She chatted away to all of us, and Scott did his best to seem relaxed.  The bank clerk and the land agent who boarded there threw in a word now and then, but mostly they just ate.  Camille hardly opened her mouth, to talk or eat.  The landlady tried to encourage her, but it weren’t done to say anything about that she was in the family way.  Not in front of unmarried men, particularly. 

Soon as we’d eaten we went off to the parlour to have our coffee brought to us there.  The two old geezers drank theirs down and disappeared pretty quick.  Once it was just the four of us, Miz C. got out her spectacles and her knitting.  She was making some baby thing.

“Now Mr Lancer, I am sorry that your room only has single beds, but my two permanent guests had the pick of the rooms, of course.”

Scott just about choked on his mouthful of coffee.  Camille blushed bright and I raised my eyebrows at Boston, who was trying to avoid lookin’ at me.  Miz C. peered at him over the top of her glasses.

“Now, I have a wee room off the porch which I have put a cot in for the laddie –“

“Oh, no M’am, I’ll be stayin’ at the hotel.  Thank you, but –“

“Johnny, you will not be staying at the hotel.  You’ll be staying right here.”  Scott gave me a peevish look.

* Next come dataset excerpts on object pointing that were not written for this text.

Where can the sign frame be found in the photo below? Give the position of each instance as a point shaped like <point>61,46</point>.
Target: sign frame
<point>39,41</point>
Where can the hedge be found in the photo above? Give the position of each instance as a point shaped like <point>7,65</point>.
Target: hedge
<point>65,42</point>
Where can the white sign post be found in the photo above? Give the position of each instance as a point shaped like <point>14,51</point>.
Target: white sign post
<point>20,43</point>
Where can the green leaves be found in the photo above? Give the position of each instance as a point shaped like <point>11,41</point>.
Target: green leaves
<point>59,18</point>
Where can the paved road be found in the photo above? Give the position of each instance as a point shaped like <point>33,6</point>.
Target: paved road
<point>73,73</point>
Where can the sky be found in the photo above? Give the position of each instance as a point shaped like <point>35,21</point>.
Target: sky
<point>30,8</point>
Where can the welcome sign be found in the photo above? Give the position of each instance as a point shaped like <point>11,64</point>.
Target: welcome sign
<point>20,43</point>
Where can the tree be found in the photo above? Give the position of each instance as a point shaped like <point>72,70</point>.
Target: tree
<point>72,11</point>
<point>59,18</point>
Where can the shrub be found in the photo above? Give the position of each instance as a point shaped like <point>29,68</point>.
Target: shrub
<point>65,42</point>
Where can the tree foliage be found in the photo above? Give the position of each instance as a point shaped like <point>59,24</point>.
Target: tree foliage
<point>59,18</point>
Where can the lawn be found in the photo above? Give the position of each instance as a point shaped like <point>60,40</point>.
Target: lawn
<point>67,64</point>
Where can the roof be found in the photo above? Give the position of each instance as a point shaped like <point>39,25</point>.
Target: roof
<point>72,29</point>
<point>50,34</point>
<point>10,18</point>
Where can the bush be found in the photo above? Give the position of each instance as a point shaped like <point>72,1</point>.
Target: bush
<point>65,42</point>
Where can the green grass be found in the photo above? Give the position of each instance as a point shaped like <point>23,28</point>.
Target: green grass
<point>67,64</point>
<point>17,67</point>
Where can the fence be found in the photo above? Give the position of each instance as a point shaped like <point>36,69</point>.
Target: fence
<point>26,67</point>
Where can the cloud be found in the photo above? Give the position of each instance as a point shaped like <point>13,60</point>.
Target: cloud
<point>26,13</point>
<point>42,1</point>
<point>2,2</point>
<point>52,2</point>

I was giving him one back, and the landlady was looking from him to me.  When I crossed my arms and sat back, she gave a chortle.

“Ah, sweetin, you’ve a pout on you that would rival a wee bairn’s!  Your brother is quite right.  ‘Twould not do for a young laddie such as yerself to be staying anywhere unsupervised.  And, you’ll be wanting the decent cooking I’ve been about these fifty year – not the swill that Theo Spall serves up in that dining room!”

She turned to Scott.

“The rooms are cheaper by the month Mr. Lancer, but my daily rate for room and board is seventy cents for gentlemen, and fifty cents for ladies.  The laddie has a man-size appetite, but as he is in the store room, I shall charge fifty cents for him, too.  Is that agreeable?”

Scott nodded as he put his cup and saucer on the table, and took Camille’s from her.

“Johnny and I will go and collect our belongings.  If you’ll excuse us, ladies.” 


Scott was real uneasy about sleepin’ in the same room as Camille, but couldn’t see that he could avoid it without arousin’ suspicion.  I pointed out that he wasn’t going to be ruining that girl’s reputation – he’d already done that.  I meant it to make him feel better, but it sure didn’t.  I grizzled about staying at the boarding house, but Boston pointed out that as I had only two dollars on me, and still owed him five, then I would stay the hell where he told me.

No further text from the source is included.